Recognizing the urgency of the issue, the Ministry of Health and Population (MoP) has taken proactive measures in late July and early August. Dr. Hossam Abdel Ghaffar, spokesperson for the ministry, announced the distribution of informative leaflets to affiliated healthcare institutions in various governorates. These leaflets outline the necessary procedures for hospitals to raise health awareness and effectively manage cases of heat and sunstroke.

Dr. Abdel Ghaffar emphasizes the ministry's commitment to conducting awareness campaigns and providing general advice to citizens on minimizing exposure to high temperatures and taking appropriate measures in the event of heat stress and sunstroke. The ministry has provided treatment protocols for hospitals, including preparedness to receive affected individuals and the provision of essential supplies such as fever-reducing medications, syrups, tablets, and intravenous fluids.

Signs and remedies

Dr. Ahmed Ashour, a specialist in internal medicine, highlights the extreme dangers posed by rising temperatures and the importance of monitoring specific symptoms. As temperatures rise, the body's natural response is to maintain its normal temperature of around 37 degrees Celsius. The heart beats faster, sweat is produced to cool the skin's surface, and blood vessels dilate to release heat. However, if these temperature-regulating mechanisms are overwhelmed, individuals may experience symptoms such as fatigue, headaches, fever, disrupted sleep, and dehydration, which is an early warning sign when the body loses more fluids than it takes in. Heatstroke, the most severe heat-related illness, occurs when the body's temperature rises above 40 degrees Celsius, and its natural cooling mechanisms fail.

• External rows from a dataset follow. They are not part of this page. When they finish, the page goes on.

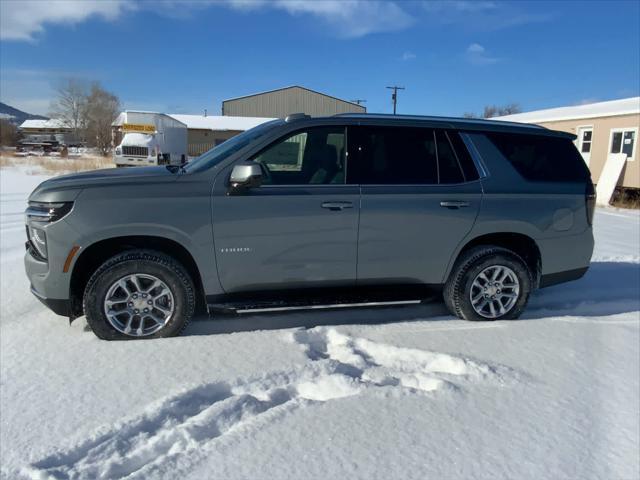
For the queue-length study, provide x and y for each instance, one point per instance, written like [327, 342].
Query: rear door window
[396, 155]
[409, 156]
[541, 158]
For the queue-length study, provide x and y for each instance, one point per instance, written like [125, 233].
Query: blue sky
[452, 56]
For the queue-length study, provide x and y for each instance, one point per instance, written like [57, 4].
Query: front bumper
[58, 306]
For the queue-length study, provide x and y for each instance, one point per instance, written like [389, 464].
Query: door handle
[337, 206]
[455, 204]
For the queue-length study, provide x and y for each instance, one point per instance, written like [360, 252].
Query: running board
[244, 308]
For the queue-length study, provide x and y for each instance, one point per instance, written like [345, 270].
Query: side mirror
[244, 176]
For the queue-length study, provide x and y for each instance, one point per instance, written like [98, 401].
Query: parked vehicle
[302, 212]
[149, 138]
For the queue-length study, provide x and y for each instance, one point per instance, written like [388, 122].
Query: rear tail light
[590, 202]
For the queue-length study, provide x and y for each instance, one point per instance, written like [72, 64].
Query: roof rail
[296, 116]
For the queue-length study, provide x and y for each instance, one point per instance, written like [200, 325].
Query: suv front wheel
[488, 283]
[139, 294]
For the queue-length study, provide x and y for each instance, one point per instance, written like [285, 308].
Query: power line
[394, 96]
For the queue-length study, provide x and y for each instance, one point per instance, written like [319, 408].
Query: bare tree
[491, 111]
[102, 107]
[70, 106]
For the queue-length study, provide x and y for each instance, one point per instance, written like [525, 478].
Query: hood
[137, 140]
[66, 188]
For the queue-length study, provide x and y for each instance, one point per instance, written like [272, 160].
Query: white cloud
[477, 55]
[348, 18]
[21, 20]
[483, 15]
[475, 48]
[406, 56]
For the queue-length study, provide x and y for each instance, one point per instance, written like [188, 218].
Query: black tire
[458, 287]
[147, 262]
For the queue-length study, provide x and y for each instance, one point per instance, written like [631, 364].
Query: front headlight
[38, 240]
[38, 215]
[47, 212]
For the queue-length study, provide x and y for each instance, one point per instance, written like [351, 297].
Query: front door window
[310, 157]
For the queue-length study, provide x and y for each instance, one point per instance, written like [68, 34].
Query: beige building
[285, 101]
[602, 128]
[205, 132]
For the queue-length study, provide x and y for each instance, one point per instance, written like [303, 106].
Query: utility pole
[394, 96]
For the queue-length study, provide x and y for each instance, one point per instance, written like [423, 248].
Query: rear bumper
[58, 306]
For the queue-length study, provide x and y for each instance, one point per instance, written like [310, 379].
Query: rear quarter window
[542, 158]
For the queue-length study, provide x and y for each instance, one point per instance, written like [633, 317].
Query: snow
[403, 392]
[220, 122]
[53, 123]
[625, 106]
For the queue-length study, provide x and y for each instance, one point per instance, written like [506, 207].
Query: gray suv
[308, 212]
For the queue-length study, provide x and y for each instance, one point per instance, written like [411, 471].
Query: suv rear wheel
[139, 294]
[488, 283]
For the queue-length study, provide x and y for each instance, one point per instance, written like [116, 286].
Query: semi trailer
[149, 138]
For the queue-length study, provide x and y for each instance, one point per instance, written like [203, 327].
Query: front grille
[135, 151]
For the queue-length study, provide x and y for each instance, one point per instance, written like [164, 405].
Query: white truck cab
[149, 138]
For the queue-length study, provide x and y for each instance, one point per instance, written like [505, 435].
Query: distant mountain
[16, 116]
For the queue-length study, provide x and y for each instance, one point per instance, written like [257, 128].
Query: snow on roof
[289, 87]
[220, 122]
[54, 123]
[625, 106]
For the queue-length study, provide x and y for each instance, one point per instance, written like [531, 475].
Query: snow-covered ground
[400, 393]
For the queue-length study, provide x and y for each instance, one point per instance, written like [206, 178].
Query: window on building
[587, 136]
[312, 156]
[623, 141]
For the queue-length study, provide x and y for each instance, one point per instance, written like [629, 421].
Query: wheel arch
[97, 253]
[519, 243]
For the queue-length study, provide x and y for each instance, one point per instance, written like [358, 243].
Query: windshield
[219, 153]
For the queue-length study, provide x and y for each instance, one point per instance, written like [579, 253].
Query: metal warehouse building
[285, 101]
[205, 132]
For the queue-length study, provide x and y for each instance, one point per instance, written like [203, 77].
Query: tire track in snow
[176, 432]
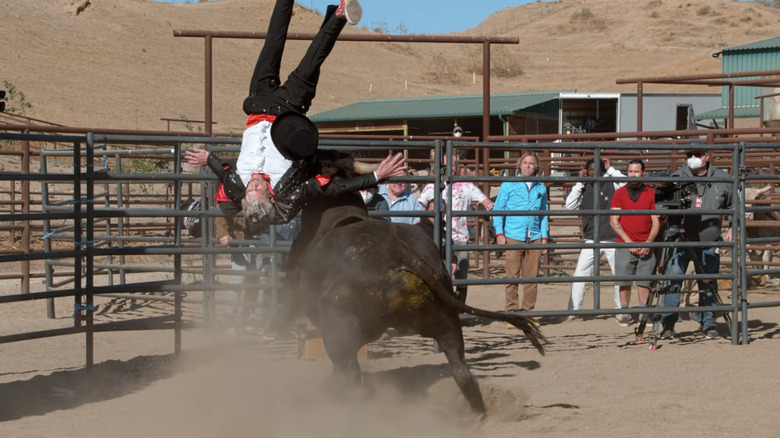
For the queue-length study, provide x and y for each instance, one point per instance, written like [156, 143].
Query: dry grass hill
[116, 63]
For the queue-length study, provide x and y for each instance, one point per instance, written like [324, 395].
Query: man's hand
[391, 166]
[196, 157]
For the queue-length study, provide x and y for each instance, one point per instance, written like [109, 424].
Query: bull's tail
[527, 325]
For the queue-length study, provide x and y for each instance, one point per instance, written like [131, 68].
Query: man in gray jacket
[708, 195]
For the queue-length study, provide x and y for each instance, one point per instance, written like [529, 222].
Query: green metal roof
[771, 43]
[723, 113]
[435, 107]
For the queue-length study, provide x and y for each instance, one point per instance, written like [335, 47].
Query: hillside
[116, 64]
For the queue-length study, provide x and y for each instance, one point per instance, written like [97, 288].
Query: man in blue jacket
[515, 230]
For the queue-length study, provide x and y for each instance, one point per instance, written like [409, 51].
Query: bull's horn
[364, 168]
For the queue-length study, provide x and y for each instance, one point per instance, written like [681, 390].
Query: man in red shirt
[634, 228]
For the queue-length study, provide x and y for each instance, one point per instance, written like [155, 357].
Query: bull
[355, 277]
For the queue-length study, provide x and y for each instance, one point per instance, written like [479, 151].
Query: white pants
[585, 268]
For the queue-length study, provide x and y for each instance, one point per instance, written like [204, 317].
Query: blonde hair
[536, 159]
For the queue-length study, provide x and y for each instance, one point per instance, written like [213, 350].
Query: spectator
[399, 198]
[699, 228]
[581, 197]
[463, 194]
[519, 230]
[634, 228]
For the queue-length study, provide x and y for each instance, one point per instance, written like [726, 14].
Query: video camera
[673, 196]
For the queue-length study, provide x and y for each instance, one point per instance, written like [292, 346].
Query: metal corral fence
[109, 216]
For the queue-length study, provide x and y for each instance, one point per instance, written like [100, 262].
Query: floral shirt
[463, 194]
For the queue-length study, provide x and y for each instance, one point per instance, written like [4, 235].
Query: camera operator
[699, 228]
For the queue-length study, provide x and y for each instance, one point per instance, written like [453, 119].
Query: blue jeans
[248, 262]
[710, 262]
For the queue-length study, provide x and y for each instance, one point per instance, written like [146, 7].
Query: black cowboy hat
[294, 135]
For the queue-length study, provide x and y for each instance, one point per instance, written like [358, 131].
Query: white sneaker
[351, 10]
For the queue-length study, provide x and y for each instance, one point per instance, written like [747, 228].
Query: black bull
[358, 276]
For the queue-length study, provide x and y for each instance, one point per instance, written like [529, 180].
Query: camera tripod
[673, 233]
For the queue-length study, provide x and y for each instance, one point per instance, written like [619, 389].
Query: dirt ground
[594, 381]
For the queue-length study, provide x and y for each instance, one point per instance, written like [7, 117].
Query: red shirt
[637, 227]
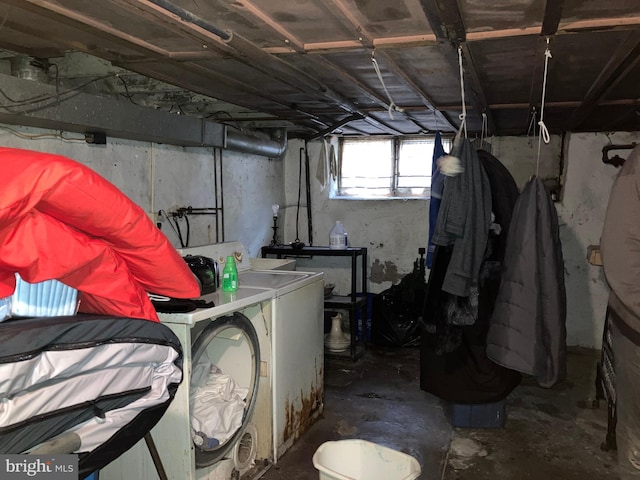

Humidity during heatwaves can further complicate matters by inhibiting the body's cooling process through sweat evaporation from the skin. The WHO has identified the elderly, individuals with pre-existing health conditions, and young children, particularly those under five, as the most vulnerable groups during heatwaves. Aging reduces the body's capacity to control temperature due to a decrease in the number of sweat glands, and certain medications, such as diuretics, can exacerbate health issues during heatwaves.

To mitigate the effects of heatwaves, individuals are advised to stay hydrated by drinking plenty of water and seek ways to stay cool. Health authorities in Egypt have issued warnings regarding the symptoms of sunstroke and heat exhaustion, including high body temperature, flushed skin, dryness, eye irritation, general fatigue accompanied by headaches and muscle cramps, dizziness, and vomiting.

The WHO recommends seeking immediate medical attention if any of these symptoms persist, moving to a cool area as soon as possible, measuring body temperature, rehydrating with water or fruit juice, and resting in a cool place if painful muscular spasms occur, particularly in the legs, arms, or abdomen. Medical assistance should be sought if heat cramps persist for more than one hour.